I don’t intend to always make my editor’s notes about this feeling — the ennui I’ve been reading about in Emile Zola novels. But this campus is conducive to an elusive sort of happiness, always manifesting as bitterness on a page. Bright vignettes of my time here — dancing in the rain with friends or a rainbow arcing boldly behind Reed Hall — are eclipsed by a persistent disillusionment with this institution and its imprint on us all.

Maybe naively, I subscribe to two platitudes: that everything happens for a reason and that one can always make the best of a bad situation. I hope that being at Dartmouth did, in fact, happen for a reason. The situation is that I fundamentally disagree with a culture that I’ve assimilated into, and at times, thrived in. Dartmouth institutions that promote belonging and sociability also promote homogeny and complacency. How to make the best of it? I’m still figuring that part out. With so few opportunities for reflection, for stillness, the best I can do is stare at the discoloration on my ceiling until the room is dark.

Last Monday, Hanover lost power on one of its warmest days this term. In my first class, the lights flickered and the projector went dark. The lecture proceeded as usual, but my lunch plans afterwards were foiled; Collis doesn’t have a backup generator. Still, the outage was a welcome interruption, spurring a walk down Main Street where I pet a shop owner’s dog. Within the hour, I was laughing in a West Lebanon restaurant with two of my best friends, putting extra chili oil on veggie dumplings despite the day’s thick heat. On the walk back from A-Lot, we spoke about the red paint — “blood” — against the sterile white facade of Dartmouth Hall.

That is to say, joy and gravity, serene smiles and white hot anger, alternately crash against the shore of campus life. We always make it through the week or find ways to step back, whether it be an impromptu drive or 30 minutes of virtual silence in a dorm room. But it’s never perfect, no matter how often Dartmouth students attempt to manufacture the picturesque moments. I wonder if we should confront the blackouts rather than trying to beat them back with fickle, fleeting sunshine. 

This week in Mirror, our writers consider campus cultures — our own and others — as students everywhere reach the end of their terms. One writer reflects on attending her brother’s graduation as her own comes just around the corner. Two writers return for their weekly column, “Freak of the Week,” to provide advice on end-of-term matches. 

Lately, I’ve been grappling with what being a Dartmouth student means. Our culture is shaped from the top-down: We all arrive here as impressionable, vague forms slotted into clay extruders – clubs, Greek Houses and academic departments. All of these, all of us, are encompassed by an institution with an administration and an agenda, which has been increasingly criticized for its relationship with its students and the world — rightfully so. 
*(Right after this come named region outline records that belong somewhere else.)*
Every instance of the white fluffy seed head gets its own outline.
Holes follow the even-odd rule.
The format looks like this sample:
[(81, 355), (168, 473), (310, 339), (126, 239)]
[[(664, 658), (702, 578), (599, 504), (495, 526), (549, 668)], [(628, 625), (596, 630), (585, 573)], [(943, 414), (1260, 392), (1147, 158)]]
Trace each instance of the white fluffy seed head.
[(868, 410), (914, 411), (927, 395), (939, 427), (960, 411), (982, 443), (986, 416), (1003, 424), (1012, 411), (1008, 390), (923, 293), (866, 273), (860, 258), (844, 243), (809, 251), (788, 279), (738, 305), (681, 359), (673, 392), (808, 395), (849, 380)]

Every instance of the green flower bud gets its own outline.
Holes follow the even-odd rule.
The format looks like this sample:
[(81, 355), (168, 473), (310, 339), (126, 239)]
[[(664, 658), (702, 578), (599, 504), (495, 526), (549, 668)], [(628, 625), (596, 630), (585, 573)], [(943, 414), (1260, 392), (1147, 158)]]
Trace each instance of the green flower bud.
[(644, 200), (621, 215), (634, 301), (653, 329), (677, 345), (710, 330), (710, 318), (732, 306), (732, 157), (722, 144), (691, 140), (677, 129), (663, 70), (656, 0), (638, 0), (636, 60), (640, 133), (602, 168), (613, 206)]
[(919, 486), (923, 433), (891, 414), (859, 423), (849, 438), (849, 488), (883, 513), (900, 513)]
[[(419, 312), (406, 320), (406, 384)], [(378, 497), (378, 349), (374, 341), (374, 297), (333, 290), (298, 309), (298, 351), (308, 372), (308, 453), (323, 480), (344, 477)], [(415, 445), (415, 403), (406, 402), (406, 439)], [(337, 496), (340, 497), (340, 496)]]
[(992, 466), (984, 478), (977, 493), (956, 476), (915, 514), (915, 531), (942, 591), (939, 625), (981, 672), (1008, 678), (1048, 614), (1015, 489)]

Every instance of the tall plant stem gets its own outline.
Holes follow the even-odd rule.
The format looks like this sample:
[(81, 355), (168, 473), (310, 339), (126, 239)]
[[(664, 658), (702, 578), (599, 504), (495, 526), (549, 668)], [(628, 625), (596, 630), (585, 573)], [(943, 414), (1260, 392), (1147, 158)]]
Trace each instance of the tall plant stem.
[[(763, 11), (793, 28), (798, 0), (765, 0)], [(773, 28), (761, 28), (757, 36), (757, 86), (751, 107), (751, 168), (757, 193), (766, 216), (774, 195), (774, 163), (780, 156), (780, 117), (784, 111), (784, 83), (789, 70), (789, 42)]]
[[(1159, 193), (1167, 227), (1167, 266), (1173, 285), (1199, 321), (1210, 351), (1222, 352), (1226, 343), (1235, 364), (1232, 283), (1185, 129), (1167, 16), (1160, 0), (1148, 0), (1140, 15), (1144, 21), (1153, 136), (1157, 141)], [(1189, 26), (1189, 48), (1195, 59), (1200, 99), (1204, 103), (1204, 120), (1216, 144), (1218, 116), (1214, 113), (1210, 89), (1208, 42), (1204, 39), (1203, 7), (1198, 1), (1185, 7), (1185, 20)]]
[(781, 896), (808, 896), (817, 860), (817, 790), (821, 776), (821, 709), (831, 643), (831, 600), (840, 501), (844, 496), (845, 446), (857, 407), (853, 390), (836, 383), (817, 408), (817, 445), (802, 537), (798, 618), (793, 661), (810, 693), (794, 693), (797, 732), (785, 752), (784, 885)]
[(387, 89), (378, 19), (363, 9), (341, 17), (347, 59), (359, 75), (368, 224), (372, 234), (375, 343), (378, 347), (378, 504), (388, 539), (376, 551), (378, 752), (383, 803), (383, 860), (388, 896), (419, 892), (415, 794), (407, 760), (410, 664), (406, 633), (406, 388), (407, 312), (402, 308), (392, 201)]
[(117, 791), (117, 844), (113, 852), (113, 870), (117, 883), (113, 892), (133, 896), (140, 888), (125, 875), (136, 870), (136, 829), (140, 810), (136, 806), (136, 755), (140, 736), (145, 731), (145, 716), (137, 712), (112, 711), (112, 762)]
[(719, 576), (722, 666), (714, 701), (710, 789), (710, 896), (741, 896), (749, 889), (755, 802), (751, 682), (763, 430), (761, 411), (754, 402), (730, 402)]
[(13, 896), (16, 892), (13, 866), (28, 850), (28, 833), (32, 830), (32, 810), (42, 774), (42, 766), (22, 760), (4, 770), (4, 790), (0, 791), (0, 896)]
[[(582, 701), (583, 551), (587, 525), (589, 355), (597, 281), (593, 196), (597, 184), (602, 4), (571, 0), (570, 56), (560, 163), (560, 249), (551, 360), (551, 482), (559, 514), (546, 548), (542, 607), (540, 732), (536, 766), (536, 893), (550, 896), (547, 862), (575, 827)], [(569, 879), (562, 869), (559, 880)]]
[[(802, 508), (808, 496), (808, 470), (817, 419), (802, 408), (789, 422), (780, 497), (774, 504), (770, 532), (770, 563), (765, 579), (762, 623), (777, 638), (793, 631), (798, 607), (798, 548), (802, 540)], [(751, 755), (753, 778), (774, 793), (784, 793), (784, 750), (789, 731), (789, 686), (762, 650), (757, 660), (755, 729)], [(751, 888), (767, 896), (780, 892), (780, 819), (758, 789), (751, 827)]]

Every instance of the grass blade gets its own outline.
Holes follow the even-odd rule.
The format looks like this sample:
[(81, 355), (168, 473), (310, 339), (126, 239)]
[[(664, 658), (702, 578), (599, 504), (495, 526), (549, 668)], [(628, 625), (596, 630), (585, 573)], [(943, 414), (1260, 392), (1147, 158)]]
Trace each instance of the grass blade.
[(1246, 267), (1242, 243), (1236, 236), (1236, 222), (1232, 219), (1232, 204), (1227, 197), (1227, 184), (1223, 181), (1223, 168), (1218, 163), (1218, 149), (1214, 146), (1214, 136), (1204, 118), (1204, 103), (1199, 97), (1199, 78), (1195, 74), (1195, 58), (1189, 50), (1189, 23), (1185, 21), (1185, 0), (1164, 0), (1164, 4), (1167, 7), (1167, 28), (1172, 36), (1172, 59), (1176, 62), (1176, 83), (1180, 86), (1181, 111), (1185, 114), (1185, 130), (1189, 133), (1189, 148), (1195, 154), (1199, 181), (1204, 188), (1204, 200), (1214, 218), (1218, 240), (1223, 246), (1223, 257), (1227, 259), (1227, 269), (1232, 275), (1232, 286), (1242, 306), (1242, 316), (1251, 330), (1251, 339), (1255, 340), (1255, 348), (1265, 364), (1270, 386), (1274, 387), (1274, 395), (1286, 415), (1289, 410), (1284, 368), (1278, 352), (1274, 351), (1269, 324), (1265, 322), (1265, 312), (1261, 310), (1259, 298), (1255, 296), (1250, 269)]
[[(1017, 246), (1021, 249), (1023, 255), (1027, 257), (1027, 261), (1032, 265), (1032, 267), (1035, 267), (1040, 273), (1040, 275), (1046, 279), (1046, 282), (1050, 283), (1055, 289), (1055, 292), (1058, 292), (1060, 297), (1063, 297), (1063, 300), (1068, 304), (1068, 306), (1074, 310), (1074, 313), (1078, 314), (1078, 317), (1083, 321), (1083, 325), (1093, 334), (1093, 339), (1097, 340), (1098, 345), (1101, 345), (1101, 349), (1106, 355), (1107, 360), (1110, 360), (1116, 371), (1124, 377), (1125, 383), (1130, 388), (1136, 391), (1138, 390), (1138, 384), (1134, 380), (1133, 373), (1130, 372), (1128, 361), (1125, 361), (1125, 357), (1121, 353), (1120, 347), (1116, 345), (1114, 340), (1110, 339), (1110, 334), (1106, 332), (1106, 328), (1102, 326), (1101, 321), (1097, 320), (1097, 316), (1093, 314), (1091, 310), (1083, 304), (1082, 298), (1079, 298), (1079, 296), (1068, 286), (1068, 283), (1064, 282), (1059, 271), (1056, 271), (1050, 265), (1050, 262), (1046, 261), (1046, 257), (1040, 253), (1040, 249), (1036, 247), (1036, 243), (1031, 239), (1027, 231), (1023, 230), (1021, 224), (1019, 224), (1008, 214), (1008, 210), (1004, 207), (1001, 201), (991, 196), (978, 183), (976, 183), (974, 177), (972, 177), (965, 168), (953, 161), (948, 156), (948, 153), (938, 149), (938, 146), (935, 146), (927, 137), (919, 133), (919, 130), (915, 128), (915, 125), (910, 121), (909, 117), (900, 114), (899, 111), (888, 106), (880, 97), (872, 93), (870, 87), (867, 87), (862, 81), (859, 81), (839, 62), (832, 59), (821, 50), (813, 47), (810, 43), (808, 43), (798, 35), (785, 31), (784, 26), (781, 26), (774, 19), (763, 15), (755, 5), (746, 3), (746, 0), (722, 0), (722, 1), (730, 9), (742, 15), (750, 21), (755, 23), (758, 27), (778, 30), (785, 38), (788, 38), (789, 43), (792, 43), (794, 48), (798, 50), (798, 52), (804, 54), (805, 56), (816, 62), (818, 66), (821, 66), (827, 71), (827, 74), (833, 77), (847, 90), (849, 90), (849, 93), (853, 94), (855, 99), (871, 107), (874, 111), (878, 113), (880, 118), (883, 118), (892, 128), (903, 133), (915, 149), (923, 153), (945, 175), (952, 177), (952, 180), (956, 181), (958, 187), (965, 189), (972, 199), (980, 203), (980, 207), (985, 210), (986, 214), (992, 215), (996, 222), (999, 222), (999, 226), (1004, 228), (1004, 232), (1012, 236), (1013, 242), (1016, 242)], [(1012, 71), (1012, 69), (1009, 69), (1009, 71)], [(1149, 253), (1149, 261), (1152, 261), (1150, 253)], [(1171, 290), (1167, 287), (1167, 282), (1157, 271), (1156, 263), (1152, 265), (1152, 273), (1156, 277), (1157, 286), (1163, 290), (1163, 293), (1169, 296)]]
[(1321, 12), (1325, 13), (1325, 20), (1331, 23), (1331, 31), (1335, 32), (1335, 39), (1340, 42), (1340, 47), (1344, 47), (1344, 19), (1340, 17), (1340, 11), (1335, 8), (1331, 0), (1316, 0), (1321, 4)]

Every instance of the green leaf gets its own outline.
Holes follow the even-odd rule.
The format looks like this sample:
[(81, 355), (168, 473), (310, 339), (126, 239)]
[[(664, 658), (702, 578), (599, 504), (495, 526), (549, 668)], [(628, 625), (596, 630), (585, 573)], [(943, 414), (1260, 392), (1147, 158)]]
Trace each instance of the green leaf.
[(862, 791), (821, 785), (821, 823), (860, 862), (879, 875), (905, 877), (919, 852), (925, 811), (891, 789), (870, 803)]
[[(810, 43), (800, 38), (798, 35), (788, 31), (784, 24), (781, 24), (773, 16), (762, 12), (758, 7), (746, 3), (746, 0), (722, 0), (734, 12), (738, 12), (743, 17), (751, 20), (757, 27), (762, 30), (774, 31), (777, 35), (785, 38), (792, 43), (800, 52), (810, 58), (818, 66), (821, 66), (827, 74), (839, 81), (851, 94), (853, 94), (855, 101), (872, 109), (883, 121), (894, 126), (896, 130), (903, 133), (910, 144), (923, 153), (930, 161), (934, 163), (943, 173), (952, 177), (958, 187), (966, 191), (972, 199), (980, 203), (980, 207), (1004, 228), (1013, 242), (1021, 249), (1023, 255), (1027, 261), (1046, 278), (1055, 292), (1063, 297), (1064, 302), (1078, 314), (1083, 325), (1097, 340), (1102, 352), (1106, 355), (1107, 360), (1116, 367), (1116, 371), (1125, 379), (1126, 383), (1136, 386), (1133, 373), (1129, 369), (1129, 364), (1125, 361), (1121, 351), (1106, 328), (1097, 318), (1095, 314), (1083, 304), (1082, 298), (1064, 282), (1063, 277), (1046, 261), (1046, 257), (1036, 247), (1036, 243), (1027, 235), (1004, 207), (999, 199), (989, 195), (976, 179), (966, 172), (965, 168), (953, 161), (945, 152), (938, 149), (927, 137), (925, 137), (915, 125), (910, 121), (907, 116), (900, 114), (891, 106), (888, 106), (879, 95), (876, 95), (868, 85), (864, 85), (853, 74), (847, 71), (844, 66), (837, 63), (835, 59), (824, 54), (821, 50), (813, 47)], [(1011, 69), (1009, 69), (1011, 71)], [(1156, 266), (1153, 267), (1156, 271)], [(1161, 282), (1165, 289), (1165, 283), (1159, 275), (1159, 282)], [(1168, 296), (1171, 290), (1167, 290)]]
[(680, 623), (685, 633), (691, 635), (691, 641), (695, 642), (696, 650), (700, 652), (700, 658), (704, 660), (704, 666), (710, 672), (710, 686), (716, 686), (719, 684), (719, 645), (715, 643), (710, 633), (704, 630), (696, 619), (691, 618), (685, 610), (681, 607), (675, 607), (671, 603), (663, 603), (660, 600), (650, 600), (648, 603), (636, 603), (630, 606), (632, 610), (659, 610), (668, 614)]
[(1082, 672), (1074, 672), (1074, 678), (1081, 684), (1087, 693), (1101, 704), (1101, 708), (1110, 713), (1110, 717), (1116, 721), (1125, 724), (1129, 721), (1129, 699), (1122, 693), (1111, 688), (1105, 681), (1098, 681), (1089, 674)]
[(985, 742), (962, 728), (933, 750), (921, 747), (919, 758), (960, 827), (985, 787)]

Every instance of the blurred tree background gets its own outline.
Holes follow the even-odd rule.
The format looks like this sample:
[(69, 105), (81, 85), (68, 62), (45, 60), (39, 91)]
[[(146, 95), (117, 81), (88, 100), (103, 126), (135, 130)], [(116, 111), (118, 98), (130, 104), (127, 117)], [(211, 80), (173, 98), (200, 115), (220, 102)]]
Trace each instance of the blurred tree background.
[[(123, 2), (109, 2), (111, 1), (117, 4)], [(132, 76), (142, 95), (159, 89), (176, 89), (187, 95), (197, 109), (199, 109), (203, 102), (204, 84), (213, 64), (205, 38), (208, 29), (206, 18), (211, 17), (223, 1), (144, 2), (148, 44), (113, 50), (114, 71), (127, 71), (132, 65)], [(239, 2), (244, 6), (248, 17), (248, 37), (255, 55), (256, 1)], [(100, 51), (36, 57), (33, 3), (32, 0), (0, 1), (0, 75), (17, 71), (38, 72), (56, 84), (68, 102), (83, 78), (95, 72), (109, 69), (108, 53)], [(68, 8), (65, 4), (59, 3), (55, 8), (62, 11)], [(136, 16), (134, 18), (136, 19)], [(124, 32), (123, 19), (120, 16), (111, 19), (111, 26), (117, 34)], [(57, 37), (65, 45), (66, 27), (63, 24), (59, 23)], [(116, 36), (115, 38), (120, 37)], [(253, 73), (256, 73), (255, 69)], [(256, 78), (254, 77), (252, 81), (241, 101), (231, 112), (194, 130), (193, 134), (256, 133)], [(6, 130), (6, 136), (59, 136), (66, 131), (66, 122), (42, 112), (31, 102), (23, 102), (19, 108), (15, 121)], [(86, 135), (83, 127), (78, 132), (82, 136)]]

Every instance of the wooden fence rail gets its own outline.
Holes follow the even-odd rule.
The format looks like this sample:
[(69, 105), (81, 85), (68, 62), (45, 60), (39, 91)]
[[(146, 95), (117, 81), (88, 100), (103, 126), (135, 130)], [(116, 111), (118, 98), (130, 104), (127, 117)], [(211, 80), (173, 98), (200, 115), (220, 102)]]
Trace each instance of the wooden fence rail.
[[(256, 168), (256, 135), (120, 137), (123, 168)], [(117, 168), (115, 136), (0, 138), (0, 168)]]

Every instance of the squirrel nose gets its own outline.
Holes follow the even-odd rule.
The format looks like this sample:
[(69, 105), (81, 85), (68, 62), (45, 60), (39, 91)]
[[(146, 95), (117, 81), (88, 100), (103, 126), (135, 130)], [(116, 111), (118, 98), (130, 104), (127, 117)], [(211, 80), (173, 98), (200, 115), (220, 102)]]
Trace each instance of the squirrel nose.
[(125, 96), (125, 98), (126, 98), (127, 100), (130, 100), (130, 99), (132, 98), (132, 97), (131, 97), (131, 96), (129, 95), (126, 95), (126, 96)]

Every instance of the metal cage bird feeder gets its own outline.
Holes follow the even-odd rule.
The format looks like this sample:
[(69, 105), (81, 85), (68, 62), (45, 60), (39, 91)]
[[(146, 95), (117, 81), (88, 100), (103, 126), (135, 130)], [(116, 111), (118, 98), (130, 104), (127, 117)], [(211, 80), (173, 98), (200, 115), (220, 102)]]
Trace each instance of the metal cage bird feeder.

Ennui is inevitable when institutional neutrality represses dissent and progress, politically and culturally. As much as our culture may reflect these attitudes, it is more susceptible to our beliefs and our actions as students. Ultimately, we look to one another each day to be heard, acknowledged and even disagreed with. In these cycles of work and burnout, of going out and staying in, remind yourself of where you are and what you believe in, Mirror. We’re capable of doing more than just getting by.